Kadam Dinesh
Department of Plastic and Reconstructive Surgery, A J Institute of Medical Sciences and A J Hospital and Research Centre, Kuntikana, Mangalore, Karnataka, India.
Indian J Plast Surg. 2013 May;46(2):265-74. doi: 10.4103/0970-0358.118603.
The threat of lower limb loss is seen commonly in severe crush injury, cancer ablation, diabetes, peripheral vascular disease and neuropathy. The primary goal of limb salvage is to restore and maintain stability and ambulation. Reconstructive strategies differ in each condition such as: Meticulous debridement and early coverage in trauma, replacing lost functional units in cancer ablation, improving vascularity in ischaemic leg and providing stable walking surface for trophic ulcer. The decision to salvage the critically injured limb is multifactorial and should be individualised along with laid down definitive indications. Early cover remains the standard of care, delayed wound coverage not necessarily affect the final outcome. Limb salvage is more cost-effective than amputations in a long run. Limb salvage is the choice of procedure over amputation in 95% of limb sarcoma without affecting the survival. Compound flaps with different tissue components, skeletal reconstruction; tendon transfer/reconstruction helps to restore function. Adjuvant radiation alters tissue characters and calls for modification in reconstructive plan. Neuropathic ulcers are wide and deep often complicated by osteomyelitis. Free flap reconstruction aids in faster healing and provides superior surface for offloading. Diabetic wounds are primarily due to neuropathy and leads to six-fold increase in ulcerations. Control of infections, aggressive debridement and vascular cover are the mainstay of management. Endovascular procedures are gaining importance and have reduced extent of surgery and increased amputation free survival period. Though the standard approach remains utilising best option in the reconstruction ladder, the recent trend shows running down the ladder of reconstruction with newer reliable local flaps and negative wound pressure therapy.

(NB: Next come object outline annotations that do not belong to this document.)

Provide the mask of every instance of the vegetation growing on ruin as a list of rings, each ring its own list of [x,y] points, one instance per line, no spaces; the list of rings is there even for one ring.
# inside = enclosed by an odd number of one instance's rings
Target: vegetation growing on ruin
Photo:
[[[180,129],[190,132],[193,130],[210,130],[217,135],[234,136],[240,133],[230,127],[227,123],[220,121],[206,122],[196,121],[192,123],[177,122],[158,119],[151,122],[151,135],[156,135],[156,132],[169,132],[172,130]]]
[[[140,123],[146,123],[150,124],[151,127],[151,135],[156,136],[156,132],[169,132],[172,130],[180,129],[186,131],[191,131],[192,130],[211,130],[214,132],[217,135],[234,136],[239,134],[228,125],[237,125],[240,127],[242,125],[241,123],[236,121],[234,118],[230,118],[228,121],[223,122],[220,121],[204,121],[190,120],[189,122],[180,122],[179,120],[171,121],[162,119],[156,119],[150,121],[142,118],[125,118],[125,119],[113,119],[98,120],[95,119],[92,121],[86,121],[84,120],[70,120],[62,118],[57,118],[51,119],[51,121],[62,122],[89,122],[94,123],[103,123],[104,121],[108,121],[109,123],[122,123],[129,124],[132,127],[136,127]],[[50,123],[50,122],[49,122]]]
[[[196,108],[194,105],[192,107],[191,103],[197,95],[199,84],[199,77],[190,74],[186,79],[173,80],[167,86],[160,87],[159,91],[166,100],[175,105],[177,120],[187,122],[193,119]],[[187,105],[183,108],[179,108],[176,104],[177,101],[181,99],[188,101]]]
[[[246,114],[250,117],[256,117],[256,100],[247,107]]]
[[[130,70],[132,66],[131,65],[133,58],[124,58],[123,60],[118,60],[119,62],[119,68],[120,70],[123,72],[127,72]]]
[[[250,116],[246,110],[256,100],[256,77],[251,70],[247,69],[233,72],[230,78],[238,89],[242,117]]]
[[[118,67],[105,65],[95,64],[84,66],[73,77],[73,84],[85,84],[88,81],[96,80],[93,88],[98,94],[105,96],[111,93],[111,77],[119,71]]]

下肢丧失的风险常见于严重挤压伤、癌症切除、糖尿病、周围血管疾病和神经病变。保肢的主要目标是恢复并维持稳定性和行走能力。在每种情况下,重建策略各不相同,例如:创伤时进行细致清创和早期覆盖,癌症切除时替换缺失的功能单位,改善缺血腿部的血运,以及为营养性溃疡提供稳定的行走表面。挽救严重受伤肢体的决定是多因素的,应根据既定的明确指征进行个体化决策。早期覆盖仍然是标准治疗方法,延迟伤口覆盖不一定会影响最终结果。从长远来看,保肢比截肢更具成本效益。在95%的肢体肉瘤病例中,保肢是优于截肢的手术选择,且不影响生存率。带有不同组织成分的复合皮瓣、骨骼重建;肌腱转移/重建有助于恢复功能。辅助放疗会改变组织特性,因此需要调整重建计划。神经性溃疡通常又宽又深,常并发骨髓炎。游离皮瓣重建有助于更快愈合,并为减轻压力提供优质表面。糖尿病伤口主要由神经病变引起,会使溃疡发生率增加六倍。控制感染、积极清创和血管覆盖是主要治疗手段。血管内手术正变得越来越重要,减少了手术范围,延长了无截肢生存期。尽管标准方法仍然是在重建阶梯中采用最佳选择,但最近的趋势是使用更新的可靠局部皮瓣和负压伤口治疗,从重建阶梯上往下走。